Is this proof of $\epsilon$-greedy policy improvement correct?

Question

The following paragraph about $\epsilon$-greedy policies can be found at the end of page 100, under section 5.4, of the book "Reinforcement Learning: An Introduction" by Richard Sutton and Andrew Barto (second edition, 2018).

but with probability $\varepsilon$ they instead select an action at random. That is, all nongreedy actions are given the minimal probability of selection, $\frac{\varepsilon}{|\mathcal{A}(s)|}$, and the remaining bulk of the probability, $1-\varepsilon+\frac{\varepsilon}{|\mathcal{A}(s)|}$, is given to the greedy action. The $\varepsilon$-greedy policies are

So, the non-greedy actions are given the probability $\frac{\varepsilon}{|\mathcal{A}(s)|}$, and the greedy action is given the probability $1-\varepsilon+\frac{\varepsilon}{|\mathcal{A}(s)|}$. All clear up to this point.

However, I have a doubt in the policy improvement theorem that is mentioned in page 101, under section 5.4. I have enclosed a copy of this proof for your convenience:

$$ \begin{aligned} q_{\pi}(s, \pi^{\prime}(s)) &=\sum_{a} \pi^{\prime}(a \mid s) q_{\pi}(s, a) \\ &=\frac{\varepsilon}{|\mathcal{A}(s)|} \sum_{a} q_{\pi}(s, a)+(1-\varepsilon) \max _{a} q_{\pi}(s, a) \\ & \geq \frac{\varepsilon}{|\mathcal{A}(s)|} \sum_{a} q_{\pi}(s, a)+(1-\varepsilon) \sum_{a} \frac{\pi(a \mid s)-\frac{\varepsilon}{|\mathcal{A}(s)|}}{1-\varepsilon} q_{\pi}(s, a)\\ &=\frac{\varepsilon}{|\mathcal{A}(s)|} \sum_{a} q_{\pi}(s, a)-\frac{\varepsilon}{|\mathcal{A}(s)|} \sum_{a} q_{\pi}(s, a)+\sum_{a} \pi(a \mid s) q_{\pi}(s, a) \\ &=v_{\pi}(s) . \end{aligned} $$

My question is shouldn't the greedy action be chosen with a probability of $1-\varepsilon+\frac{\varepsilon}{|\mathcal{A}(s)|}$?

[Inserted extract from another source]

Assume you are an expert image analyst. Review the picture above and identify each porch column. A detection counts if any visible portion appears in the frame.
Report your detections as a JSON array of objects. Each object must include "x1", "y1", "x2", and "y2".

The weighing factors do not add up to 1, as they are probability values. With this argument, the proof (with a slight modification) would be:

$$ \begin{aligned} q_{\pi}(s, \pi^{\prime}(s)) &=\sum_{a} \pi^{\prime}(a \mid s) q_{\pi}(s, a) \\ &=\frac{\varepsilon}{|\mathcal{A}(s)|} \sum_{a} q_{\pi}(s, a)+ \left( 1-\varepsilon+\frac{\varepsilon}{|\mathcal{A}(s)|} \right) \max _{a} q_{\pi}(s, a) \\ & \geq \frac{\varepsilon}{|\mathcal{A}(s)|} \sum_{a} q_{\pi}(s, a)+\left(1-\varepsilon+\frac{\varepsilon}{|\mathcal{A}(s)|} \right) \sum_{a} \frac{\pi(a \mid s)-\frac{\varepsilon}{|\mathcal{A}(s)|}}{1-\varepsilon+\frac{\varepsilon}{|\mathcal{A}(s)|} } q_{\pi}(s, a)\\ &=\frac{\varepsilon}{|\mathcal{A}(s)|} \sum_{a} q_{\pi}(s, a)-\frac{\varepsilon}{|\mathcal{A}(s)|} \sum_{a} q_{\pi}(s, a)+\sum_{a} \pi(a \mid s) q_{\pi}(s, a) \\ &=v_{\pi}(s) . \end{aligned} $$

Though the end result isn't changed, I just want to know what I am conceptually missing, in order to understand the proof that is originally provided.

Answer 1

The weights do sum to one. Note that in the second line where we have $$\frac{\epsilon}{|\mathcal{A}(s)|} \sum_a q_{\pi}(s,a) + (1-\epsilon)\max_aq_{\pi}(s,a) \; ,$$ the sum is over the whole action space, including the greedy action, so the sum of the weights will be $\frac{\epsilon}{|\mathcal{A}(s)|} \times |\mathcal{A}(s)| + (1-\epsilon) = 1$.